In the USA I generally have a rental car, and supermarkets routinely stay open until nine or ten at night. I can usually find time to get some produce and stash it in my bag. In London finding a store you can walk to is simple. If you search on Google Maps for Tesco Express, Sainsbury, Waitrose, M&S Simply Food, chances are you’re not far away from a small supermarket that is open late and may even be open twenty-four hours a day. These chains may be a social evil that drove locally-owned grocers out of business, but they do the job if you want to buy a pound of grapes at 8 pm.
In Paris this is not the case. There are wonderful street vendors for fruit and veg, and of course Carrefour and Auchan must be somewhere in the city. Unfortunately, if you have to leave your hotel at 7 am to get to the office, and get back to your room at 7.30 in the evening or later, these options either are closed or just aren’t nearby. If you arrive on a Sunday, merde, everything is closed.
What you need is an alimentation générale.
An alimentation générale is a small convenience store that opens late. They are typically run by immigrant families or first and second generation French-born citizens. I have always found the shopkeepers friendly, easily amused, chatty if you have a bit of language in common. The store usually has surprisingly good fruit, some vegetables, a chiller cabinet with dairy products, general groceries, wine and spirits.

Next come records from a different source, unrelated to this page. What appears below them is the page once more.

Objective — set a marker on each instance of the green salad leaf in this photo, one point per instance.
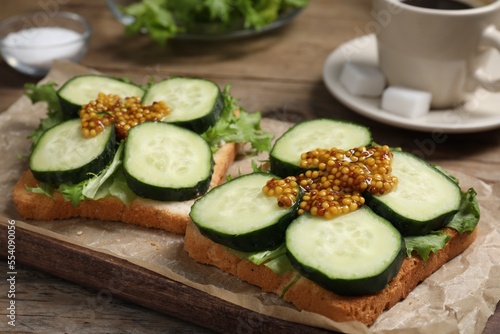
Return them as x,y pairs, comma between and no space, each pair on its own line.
425,244
164,19
275,259
465,220
467,217
45,93
238,126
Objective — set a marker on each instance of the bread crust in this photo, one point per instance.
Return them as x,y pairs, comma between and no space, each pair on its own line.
170,216
307,295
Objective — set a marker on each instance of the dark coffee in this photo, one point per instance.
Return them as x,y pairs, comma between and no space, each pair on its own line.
439,4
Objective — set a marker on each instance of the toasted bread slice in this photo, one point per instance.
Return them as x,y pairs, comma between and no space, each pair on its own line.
170,216
307,295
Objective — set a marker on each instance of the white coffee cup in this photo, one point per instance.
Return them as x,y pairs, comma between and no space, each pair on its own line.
438,50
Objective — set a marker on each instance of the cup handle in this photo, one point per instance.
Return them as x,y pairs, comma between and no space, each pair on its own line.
490,37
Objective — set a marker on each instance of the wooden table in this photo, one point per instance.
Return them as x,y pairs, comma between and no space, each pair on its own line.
279,73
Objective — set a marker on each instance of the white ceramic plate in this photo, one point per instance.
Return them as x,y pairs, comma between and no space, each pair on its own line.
481,112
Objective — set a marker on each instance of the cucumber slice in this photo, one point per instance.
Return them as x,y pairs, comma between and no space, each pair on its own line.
167,163
239,215
309,135
195,104
63,154
357,253
82,89
424,198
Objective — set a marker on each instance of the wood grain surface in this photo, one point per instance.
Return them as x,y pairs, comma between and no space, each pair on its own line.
280,74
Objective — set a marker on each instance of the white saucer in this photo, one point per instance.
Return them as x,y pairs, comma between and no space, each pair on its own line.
480,113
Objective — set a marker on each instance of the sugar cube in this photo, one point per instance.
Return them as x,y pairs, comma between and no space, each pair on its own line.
362,79
406,102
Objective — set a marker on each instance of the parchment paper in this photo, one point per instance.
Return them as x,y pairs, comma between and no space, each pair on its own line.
458,298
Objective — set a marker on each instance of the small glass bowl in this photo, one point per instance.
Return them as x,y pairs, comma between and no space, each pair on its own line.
30,42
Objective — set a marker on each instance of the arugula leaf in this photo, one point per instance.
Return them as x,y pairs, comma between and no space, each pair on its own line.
45,93
43,188
120,189
238,127
467,217
425,244
164,19
91,187
72,192
275,259
154,17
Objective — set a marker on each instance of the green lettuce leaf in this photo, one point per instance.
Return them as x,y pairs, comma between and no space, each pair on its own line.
260,257
72,192
43,189
45,93
120,189
241,128
467,217
275,259
425,244
164,19
91,187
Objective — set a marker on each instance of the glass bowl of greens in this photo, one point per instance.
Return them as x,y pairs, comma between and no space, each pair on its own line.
208,20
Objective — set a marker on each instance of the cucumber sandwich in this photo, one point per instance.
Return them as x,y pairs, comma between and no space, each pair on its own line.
112,150
339,225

Google will not help you find it. When you know the magic words, you might, if you are lucky, find one by asking the hotel staff – if they own and live in the hotel. Employees of a hotel, most likely, will not be of help. The wrong magic words will net you nothing – if you ask at the reception where you can find a supermarket, a supermarché, a small supermarket, a convenience store… probably you will get a blank look, and even if by chance they know of one, you will probably get misinformation about whether they are open or closed. You will need to go and look for it. There are four alimentation générale stores that I use in and around Paris (of course there are hundreds, these are just the ones that are on the routes I take). Hotel staff could not help me find even one of them.

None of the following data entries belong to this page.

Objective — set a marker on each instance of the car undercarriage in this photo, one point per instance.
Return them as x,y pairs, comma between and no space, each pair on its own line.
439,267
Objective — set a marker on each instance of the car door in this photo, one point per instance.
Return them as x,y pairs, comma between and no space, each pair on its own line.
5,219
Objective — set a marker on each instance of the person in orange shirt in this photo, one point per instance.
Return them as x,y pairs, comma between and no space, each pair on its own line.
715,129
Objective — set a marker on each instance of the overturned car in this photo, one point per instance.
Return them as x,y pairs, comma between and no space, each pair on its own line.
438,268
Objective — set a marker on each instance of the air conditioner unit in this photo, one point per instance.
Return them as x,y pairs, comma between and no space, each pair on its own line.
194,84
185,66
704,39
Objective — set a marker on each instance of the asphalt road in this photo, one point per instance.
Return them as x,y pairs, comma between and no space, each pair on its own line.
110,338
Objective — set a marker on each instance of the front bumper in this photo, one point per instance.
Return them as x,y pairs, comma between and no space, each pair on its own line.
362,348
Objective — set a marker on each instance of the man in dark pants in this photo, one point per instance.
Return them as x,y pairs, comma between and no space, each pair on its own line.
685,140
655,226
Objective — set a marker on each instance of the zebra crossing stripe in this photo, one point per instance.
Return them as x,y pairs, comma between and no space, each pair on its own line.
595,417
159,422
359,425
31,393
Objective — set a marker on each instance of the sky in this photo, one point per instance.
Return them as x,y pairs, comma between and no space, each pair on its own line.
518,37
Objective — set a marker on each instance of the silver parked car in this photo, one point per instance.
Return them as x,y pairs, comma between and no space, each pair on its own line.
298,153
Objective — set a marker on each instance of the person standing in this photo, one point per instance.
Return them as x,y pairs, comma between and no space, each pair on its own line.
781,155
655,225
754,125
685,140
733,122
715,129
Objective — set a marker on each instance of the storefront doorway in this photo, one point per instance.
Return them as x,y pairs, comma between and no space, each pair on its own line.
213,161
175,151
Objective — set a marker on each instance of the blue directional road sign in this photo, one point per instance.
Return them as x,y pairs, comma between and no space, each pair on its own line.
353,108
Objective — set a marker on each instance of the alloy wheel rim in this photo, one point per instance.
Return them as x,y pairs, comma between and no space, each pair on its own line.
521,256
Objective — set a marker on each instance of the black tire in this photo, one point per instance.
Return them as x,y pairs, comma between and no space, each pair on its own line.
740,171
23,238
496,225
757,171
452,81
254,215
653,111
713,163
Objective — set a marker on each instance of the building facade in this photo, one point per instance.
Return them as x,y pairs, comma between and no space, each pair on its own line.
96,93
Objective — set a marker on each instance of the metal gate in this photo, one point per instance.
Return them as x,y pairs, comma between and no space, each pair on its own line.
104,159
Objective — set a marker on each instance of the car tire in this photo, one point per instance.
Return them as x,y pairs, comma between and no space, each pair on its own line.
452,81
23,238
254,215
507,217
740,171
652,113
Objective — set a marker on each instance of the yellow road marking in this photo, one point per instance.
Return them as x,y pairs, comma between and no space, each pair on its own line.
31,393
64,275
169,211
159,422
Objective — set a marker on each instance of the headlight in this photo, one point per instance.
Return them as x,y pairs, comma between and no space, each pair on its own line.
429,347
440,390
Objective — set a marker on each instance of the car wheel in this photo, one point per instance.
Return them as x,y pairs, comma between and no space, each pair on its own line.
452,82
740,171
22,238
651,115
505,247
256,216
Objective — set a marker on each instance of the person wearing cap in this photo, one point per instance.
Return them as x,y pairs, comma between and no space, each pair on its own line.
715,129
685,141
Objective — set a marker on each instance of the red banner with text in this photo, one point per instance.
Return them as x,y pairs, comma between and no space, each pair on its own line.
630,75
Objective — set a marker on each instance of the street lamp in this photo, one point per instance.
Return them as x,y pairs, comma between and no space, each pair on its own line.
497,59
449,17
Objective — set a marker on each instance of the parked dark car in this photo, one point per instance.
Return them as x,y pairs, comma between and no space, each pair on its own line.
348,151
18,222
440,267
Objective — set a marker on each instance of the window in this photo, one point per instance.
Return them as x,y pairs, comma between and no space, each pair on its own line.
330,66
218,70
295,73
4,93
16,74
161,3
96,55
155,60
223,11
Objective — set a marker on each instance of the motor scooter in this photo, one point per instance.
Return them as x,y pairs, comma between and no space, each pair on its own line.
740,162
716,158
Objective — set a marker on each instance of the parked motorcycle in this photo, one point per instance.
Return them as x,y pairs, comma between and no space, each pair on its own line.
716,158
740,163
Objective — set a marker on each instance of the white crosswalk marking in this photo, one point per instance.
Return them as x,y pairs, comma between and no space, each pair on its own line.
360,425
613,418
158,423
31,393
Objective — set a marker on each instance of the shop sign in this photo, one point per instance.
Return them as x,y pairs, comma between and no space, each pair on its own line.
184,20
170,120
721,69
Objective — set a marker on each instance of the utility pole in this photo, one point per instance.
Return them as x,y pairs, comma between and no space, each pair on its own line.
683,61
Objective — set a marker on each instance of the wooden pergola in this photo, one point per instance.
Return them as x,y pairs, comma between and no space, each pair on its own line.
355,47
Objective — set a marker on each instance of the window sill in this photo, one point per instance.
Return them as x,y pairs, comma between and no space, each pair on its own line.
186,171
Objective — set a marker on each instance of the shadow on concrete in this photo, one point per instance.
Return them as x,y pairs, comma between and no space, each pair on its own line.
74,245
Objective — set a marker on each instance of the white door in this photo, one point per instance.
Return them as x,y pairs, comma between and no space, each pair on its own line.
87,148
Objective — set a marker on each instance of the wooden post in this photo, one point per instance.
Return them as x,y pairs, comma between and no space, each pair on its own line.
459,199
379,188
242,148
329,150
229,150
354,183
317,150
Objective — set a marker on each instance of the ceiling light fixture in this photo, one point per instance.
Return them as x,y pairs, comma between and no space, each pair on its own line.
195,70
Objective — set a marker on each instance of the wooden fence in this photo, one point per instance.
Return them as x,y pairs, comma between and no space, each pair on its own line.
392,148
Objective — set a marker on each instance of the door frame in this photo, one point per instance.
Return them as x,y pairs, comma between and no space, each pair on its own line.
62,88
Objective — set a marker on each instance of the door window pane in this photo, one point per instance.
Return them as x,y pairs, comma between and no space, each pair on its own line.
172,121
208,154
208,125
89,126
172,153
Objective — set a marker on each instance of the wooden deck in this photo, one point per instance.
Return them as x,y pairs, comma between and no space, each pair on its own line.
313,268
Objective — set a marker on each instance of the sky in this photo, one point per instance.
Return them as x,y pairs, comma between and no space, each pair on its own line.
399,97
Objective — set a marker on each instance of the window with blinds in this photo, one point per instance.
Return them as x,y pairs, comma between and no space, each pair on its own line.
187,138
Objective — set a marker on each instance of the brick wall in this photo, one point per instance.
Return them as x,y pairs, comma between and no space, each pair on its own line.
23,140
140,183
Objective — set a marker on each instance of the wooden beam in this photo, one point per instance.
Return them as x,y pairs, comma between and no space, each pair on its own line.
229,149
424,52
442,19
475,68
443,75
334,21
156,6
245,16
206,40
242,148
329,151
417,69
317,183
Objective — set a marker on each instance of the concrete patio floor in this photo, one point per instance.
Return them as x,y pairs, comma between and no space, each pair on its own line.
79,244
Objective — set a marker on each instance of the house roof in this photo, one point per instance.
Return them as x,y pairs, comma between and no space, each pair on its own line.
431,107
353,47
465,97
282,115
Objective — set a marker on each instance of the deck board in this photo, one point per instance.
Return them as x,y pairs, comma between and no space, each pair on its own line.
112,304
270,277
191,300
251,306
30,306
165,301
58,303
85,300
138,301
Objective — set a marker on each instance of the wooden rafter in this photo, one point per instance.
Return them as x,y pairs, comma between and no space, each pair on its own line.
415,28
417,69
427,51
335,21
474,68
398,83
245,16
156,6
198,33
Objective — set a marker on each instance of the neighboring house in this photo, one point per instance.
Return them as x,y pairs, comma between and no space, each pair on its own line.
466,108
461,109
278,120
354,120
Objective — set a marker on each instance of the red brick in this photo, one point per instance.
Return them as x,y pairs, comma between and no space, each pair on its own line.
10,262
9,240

A few months ago, on a Sunday afternoon, I went and asked the receptionist if there was somewhere I could go and buy fruit. “No, no, not on a Sunday.” I was pretty sure I had been to a local shop on a previous trip, and ten minutes later I was paying for apples. Children were playing on the pavement outside, parents were arriving and greeting each other with hugs. When I got back to the hotel with my two grocery bags, I expected the receptionist to pointedly ignore me. Foreigners aren’t supposed to prove you wrong. But she had the good grace to look surprised and said “Oh, was it open!?” Not “I’m so sorry I told you the wrong thing.” That would be expecting too much.
An alimentation générale near your hotel is a treasure.
If your hotel doesn’t have room service and you need to go and work, and you have no time for dinner but you need to eat too, you can grab a cheese and some crispbreads and you can survive until morning.
If you abstained from dessert at the restaurant but want something sweet to finish the night, you can buy a punnet of raspberries or a bag of cherries and eat them on the way back to your hotel.
If you, like my husband, are convinced that every cold water tank in every hotel has a couple of dead rats floating in it, you can buy a big bottle of Evian for your room.
Now you can survive in Paris, even on a Sunday night in the boondocks.